Ardith made a flourishing gesture. “I’ll have you know that over my strenuous protestations, I’ve been promoted to an emissary not only of my father, but of a certain unofficial association of which he’s a member. Or would be, if they existed, which they don’t.”
“The same international one that’s behind the Rookery?” I guessed.
“Maybe. Perhaps. Who can say? I’m terribly mysterious.” Ardith plucked a pastry off a plate Kessa had left out for my mother. “So spill, Ryx. What’s the Empire up to?”
My mother watched me over the rim of her wineglass with interest. She could hardly urge me to reveal potential imperial secrets given her long years of service to the Serene Empire, but her eyes did it for her.
“I don’t know as much as I wish I did.” That was an understatement. The sheer frustration of no longer being at the epicenter of information was enough to turn my shoulders into a mass of knots. “Oddly enough, they don’t want an atheling of Morgrain in meetings about preparations for an attack on the domain. But I can tell you there’s an imperial emissary visiting tonight to talk to Foxglove about a secret weapon of some kind.”

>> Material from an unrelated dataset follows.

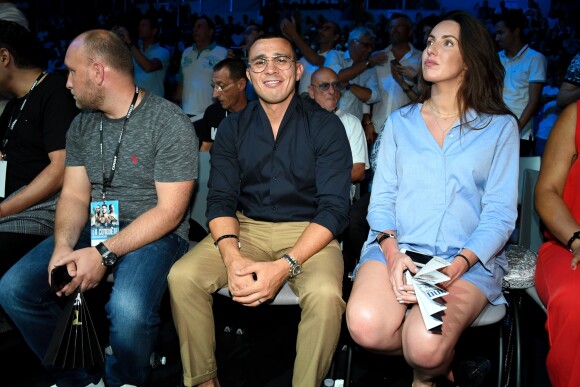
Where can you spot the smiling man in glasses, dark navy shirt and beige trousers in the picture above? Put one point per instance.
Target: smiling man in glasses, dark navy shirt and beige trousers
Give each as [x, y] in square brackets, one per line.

My mother lifted an eyebrow. “That doesn’t sound like something they’d casually mention to the Warden of Gloamingard.”
“They didn’t,” I admitted. “I overheard an officer setting up the consultation with Foxglove.”
“Hmm.” Ardith swallowed a chunk of pastry and licked their lips. “Has this remarkably informative consultation occurred yet? Do you know where they’re doing it? Does that room also have thin doors?”
“I can’t eavesdrop on Foxglove,” I objected. “Tempting though it might be, I’m still trying to build trust with the Rookery.”
Ardith waved an airy hand. “Yes, yes. And the Rookery works for the Crow Lord—”
“They report to the Crow Lord and Lady Cornaro, which is hardly the same thing.”